In the hands of RobertKirkman, as in Walking Dead, no less. I’d pretty much resigned myself to it not happening, not least because I figured Game of Thrones was unstoppable. But it seems TBTB think this will be the ideal series to fill the gap left by GoT’s ending.
No casting announced yet. What say you all? I’d like John Barrowman as Eric, James Callis as Julian, Tricia Helfer as Llewella, and Kevin Connolly as Random. I don’t dare speculate about Corwin. Also, Mr. Rilch had a suggestion. “Does everyone have to be white? Maybe Benedict could be black? Or Caine and Gerard, if you overlook them having the same mother as Julian?”
Whatever happens, if Kirkman is in charge, I know it’ll be dark and gritty, like it’s supposed to be. Man o man, I can’t wait.
Interesting. And I agree - no need to be monotone about the family. Not with all the different mothers involved. In fact, they could change up the lineages a bit if it fits the casting better. As long as they don’t mess up the sibling rivalry aspects when they share the same mother.
I still have stuff in the trailer where I lived during undergraduate school. In search of Nine Princes in Amber, I walked over there, search and did not find it. Unable to find it in the house, I walked over again, and found it. I could shadow walk!
Unfortunately, I could not find a shadow trailer where I had a shoe box full of hundred dollar bills.
I adored the original series, when I read them in the early 80s (I was in high school). I then read the second series as each novel was published, and loved them, as well.
It’d probably been 15 or 20 years since I’d read them last, and, earlier this year, I bought the audiobook version of “Nine Princes in Amber” (which had some very good voice work by Alessandro Juliani). But…I have to admit, my 51-year-old self didn’t enjoy it nearly as much as my 17-year-old self had.
The thing that probably bothered me the most is that it’s rather sexist, with the few female characters (even the Princesses) being pretty two-dimensional, existing to either be manipulated or slept with (or both). I suspect that it wasn’t terribly noteworthy in 1970 (when it was written), or in 1982 (when I read it for the first time), but it’s definitely something that my older self noticed.

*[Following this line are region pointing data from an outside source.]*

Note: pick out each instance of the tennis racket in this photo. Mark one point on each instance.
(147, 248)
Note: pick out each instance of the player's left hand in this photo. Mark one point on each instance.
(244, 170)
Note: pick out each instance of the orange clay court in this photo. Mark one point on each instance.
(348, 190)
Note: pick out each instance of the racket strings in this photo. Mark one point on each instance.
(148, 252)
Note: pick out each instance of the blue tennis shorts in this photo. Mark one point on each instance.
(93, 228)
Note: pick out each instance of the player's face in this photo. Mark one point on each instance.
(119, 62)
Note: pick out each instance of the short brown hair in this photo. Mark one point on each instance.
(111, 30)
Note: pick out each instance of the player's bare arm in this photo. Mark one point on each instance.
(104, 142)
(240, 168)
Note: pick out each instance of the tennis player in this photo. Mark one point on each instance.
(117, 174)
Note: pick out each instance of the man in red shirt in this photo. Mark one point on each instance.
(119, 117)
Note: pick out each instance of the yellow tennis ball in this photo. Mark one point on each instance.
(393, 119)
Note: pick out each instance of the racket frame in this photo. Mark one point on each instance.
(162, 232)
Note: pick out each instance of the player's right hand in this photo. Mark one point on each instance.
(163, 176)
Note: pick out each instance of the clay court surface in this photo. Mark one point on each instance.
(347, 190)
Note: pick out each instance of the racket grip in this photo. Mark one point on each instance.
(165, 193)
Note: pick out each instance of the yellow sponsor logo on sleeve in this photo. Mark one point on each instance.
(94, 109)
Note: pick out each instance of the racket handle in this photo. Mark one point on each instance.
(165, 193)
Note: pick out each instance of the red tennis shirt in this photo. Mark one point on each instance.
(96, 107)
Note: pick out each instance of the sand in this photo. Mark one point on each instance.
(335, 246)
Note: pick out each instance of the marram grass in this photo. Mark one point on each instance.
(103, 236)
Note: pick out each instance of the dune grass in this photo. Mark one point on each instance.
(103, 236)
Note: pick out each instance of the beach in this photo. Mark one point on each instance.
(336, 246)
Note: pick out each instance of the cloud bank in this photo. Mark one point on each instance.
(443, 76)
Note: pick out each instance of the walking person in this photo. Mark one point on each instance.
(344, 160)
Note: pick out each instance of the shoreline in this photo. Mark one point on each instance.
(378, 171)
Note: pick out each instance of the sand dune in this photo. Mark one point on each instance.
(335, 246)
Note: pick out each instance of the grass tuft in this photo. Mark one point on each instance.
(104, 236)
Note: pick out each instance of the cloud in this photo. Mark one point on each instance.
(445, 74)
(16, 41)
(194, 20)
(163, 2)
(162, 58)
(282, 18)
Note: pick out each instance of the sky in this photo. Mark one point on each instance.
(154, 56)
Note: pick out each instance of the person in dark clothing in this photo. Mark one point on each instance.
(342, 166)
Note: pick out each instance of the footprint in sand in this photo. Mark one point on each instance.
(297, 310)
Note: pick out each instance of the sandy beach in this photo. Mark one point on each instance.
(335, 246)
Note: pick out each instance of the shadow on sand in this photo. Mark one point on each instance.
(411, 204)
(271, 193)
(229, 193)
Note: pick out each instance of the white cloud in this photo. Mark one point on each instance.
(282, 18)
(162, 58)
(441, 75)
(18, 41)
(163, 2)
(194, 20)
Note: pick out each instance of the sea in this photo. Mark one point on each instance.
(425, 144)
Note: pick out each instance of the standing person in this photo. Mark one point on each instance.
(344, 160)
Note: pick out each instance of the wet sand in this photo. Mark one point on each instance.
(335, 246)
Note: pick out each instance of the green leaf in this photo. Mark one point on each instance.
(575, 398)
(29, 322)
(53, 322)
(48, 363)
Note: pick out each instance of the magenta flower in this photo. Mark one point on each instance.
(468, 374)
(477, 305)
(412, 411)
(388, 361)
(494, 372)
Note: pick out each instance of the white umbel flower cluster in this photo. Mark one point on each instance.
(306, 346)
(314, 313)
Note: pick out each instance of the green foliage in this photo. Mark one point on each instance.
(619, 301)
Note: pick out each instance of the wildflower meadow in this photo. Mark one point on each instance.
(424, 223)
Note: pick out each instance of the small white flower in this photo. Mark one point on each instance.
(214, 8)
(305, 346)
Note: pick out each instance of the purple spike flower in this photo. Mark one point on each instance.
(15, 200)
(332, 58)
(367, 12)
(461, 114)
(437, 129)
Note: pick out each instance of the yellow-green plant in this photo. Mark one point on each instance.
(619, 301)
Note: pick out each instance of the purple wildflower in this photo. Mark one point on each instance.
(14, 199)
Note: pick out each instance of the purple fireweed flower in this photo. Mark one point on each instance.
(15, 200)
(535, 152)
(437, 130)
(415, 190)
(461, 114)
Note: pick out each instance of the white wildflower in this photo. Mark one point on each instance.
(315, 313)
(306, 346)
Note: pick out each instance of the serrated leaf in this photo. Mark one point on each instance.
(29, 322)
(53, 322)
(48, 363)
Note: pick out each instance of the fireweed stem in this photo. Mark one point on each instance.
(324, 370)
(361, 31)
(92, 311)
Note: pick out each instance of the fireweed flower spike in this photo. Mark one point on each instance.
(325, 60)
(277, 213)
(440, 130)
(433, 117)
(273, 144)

A lot of the book is Corwin’s internal monologue – especially in the early chapters, as he’s struggling through trying to learn who he is. ISTM that that’ll take a very deft touch to translate well to the screen.

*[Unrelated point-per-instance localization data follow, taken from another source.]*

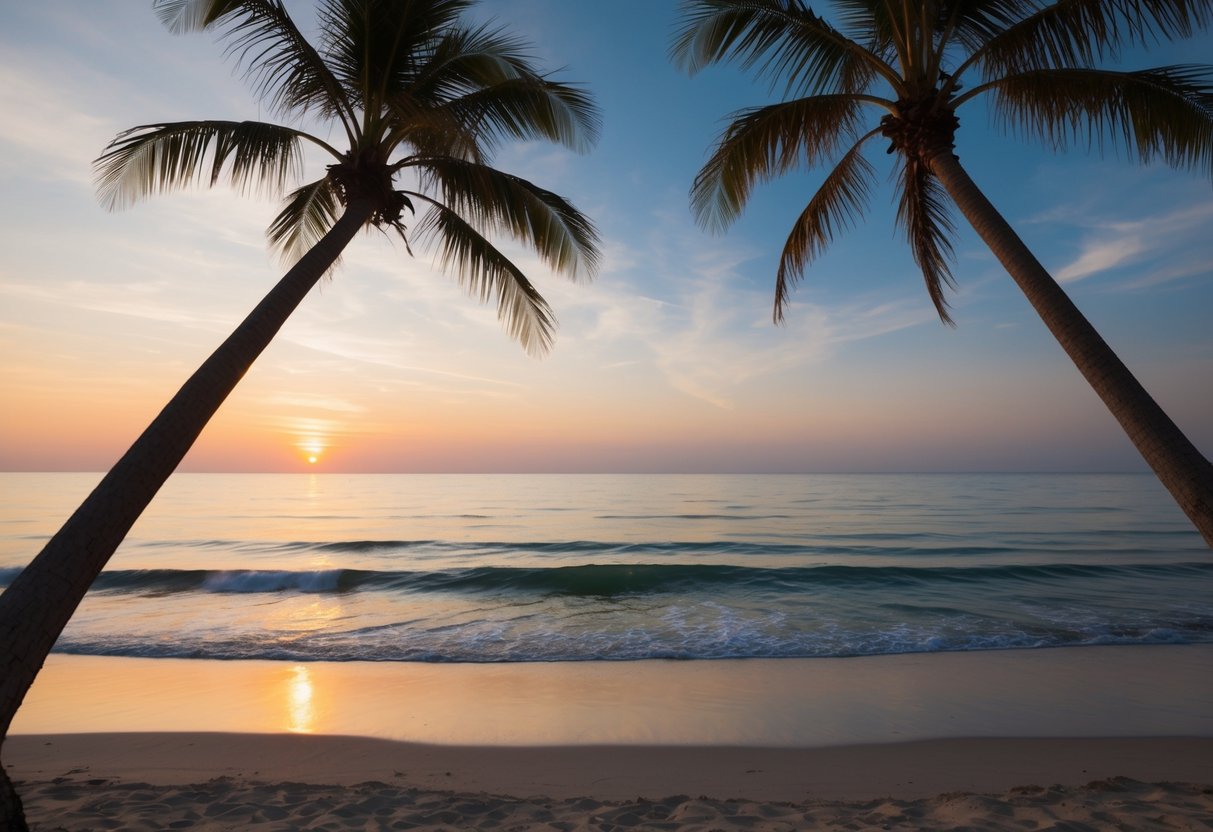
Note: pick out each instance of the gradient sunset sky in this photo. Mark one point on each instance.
(667, 362)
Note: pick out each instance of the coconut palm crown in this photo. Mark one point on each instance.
(421, 100)
(892, 75)
(419, 97)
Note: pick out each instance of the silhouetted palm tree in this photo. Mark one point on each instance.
(916, 63)
(421, 98)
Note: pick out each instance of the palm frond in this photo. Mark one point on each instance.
(496, 201)
(308, 215)
(781, 40)
(764, 142)
(487, 81)
(275, 56)
(836, 205)
(924, 216)
(1163, 113)
(488, 273)
(1077, 33)
(159, 158)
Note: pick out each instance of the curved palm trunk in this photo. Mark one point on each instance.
(41, 599)
(1178, 463)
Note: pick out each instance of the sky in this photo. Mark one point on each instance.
(666, 362)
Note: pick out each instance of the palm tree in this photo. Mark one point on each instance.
(916, 63)
(419, 96)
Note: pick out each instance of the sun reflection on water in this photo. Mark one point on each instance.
(300, 693)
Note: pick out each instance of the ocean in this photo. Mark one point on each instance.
(556, 568)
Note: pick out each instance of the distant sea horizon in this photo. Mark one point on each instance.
(596, 566)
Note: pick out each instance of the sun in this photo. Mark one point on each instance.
(312, 449)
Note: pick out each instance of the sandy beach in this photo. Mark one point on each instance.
(221, 781)
(1120, 739)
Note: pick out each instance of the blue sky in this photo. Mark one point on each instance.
(666, 362)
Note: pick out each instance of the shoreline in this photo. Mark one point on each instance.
(1149, 690)
(1087, 739)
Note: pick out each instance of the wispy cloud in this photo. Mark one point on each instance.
(1112, 244)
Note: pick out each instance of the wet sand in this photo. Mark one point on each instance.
(1116, 738)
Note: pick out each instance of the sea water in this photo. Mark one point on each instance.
(577, 568)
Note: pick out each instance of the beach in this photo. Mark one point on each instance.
(157, 744)
(613, 653)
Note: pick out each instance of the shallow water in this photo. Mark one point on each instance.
(575, 568)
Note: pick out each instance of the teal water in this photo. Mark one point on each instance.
(577, 568)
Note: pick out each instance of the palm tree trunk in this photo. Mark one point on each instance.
(1179, 465)
(41, 599)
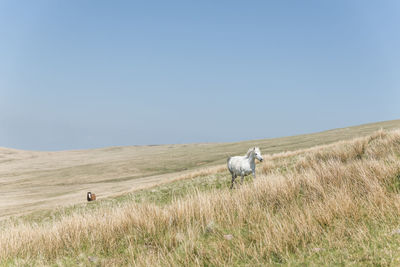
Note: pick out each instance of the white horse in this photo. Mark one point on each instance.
(244, 165)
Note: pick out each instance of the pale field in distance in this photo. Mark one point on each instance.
(32, 180)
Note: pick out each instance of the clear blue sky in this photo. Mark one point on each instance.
(85, 74)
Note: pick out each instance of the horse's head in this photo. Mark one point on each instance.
(256, 152)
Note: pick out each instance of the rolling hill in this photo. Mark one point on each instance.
(33, 181)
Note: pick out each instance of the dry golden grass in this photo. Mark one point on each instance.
(334, 201)
(33, 181)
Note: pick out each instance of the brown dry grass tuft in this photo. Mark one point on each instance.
(330, 196)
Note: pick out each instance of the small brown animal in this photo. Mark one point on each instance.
(91, 197)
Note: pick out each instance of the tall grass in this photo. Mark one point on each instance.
(309, 202)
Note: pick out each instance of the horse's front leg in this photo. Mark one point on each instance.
(233, 179)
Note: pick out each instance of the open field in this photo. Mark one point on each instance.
(32, 181)
(335, 204)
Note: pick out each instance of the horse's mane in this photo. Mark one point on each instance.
(249, 151)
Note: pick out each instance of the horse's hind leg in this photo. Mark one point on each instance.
(233, 179)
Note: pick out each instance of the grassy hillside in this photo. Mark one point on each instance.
(32, 181)
(333, 204)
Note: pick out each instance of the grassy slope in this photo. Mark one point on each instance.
(335, 204)
(32, 181)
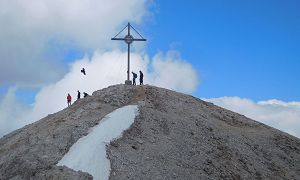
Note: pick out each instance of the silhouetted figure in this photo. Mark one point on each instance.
(69, 99)
(83, 71)
(134, 77)
(141, 78)
(78, 94)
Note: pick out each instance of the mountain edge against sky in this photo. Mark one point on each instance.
(174, 136)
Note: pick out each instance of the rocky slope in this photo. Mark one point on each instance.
(175, 136)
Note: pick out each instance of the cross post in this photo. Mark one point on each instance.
(128, 39)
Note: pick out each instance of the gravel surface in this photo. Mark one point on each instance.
(175, 136)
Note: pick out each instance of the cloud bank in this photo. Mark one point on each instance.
(33, 28)
(284, 116)
(102, 69)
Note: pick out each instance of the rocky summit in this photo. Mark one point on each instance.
(174, 136)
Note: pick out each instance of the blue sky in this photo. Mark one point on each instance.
(249, 49)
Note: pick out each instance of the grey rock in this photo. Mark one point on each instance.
(175, 136)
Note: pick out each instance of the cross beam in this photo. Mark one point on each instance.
(128, 39)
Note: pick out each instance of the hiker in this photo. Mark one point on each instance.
(141, 78)
(83, 71)
(69, 99)
(134, 77)
(78, 94)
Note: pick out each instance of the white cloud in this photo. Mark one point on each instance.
(282, 115)
(12, 112)
(104, 69)
(27, 28)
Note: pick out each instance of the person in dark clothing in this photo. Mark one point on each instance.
(83, 71)
(85, 94)
(78, 94)
(134, 77)
(141, 78)
(69, 99)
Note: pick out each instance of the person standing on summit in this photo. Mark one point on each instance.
(134, 77)
(141, 78)
(69, 99)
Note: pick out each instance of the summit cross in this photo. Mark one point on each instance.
(128, 39)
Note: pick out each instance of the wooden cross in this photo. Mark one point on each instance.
(128, 39)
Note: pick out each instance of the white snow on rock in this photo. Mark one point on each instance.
(88, 154)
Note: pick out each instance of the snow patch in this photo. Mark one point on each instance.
(88, 154)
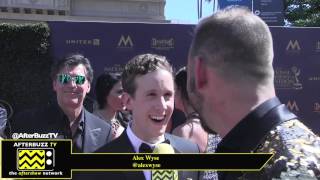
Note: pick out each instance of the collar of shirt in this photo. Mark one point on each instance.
(77, 125)
(136, 142)
(243, 137)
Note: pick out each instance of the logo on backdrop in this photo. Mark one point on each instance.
(162, 44)
(288, 78)
(293, 46)
(84, 42)
(316, 107)
(318, 46)
(116, 68)
(293, 106)
(125, 42)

NO. No Fillion. He’s too much of a lightweight goofball to play Corwin. He could do the wisecracking part, but not the very dangerous, hard-fighting side. Come to think of it, his comedic touch is too light for even the wisecracking part of Corwin. Needs to be someone with more bite.
Huh. I had assumed they were doing just the first five books but their doing all ten. I wasn’t a big fan of the second half but the Corwin books are among my favorite. Thanks for the heads-up!
A theme park. I thought it was more goofy.
My complaint is, no film. It would be difficult to do, and you couldn’t get “Then the fit hit the Shan” in there.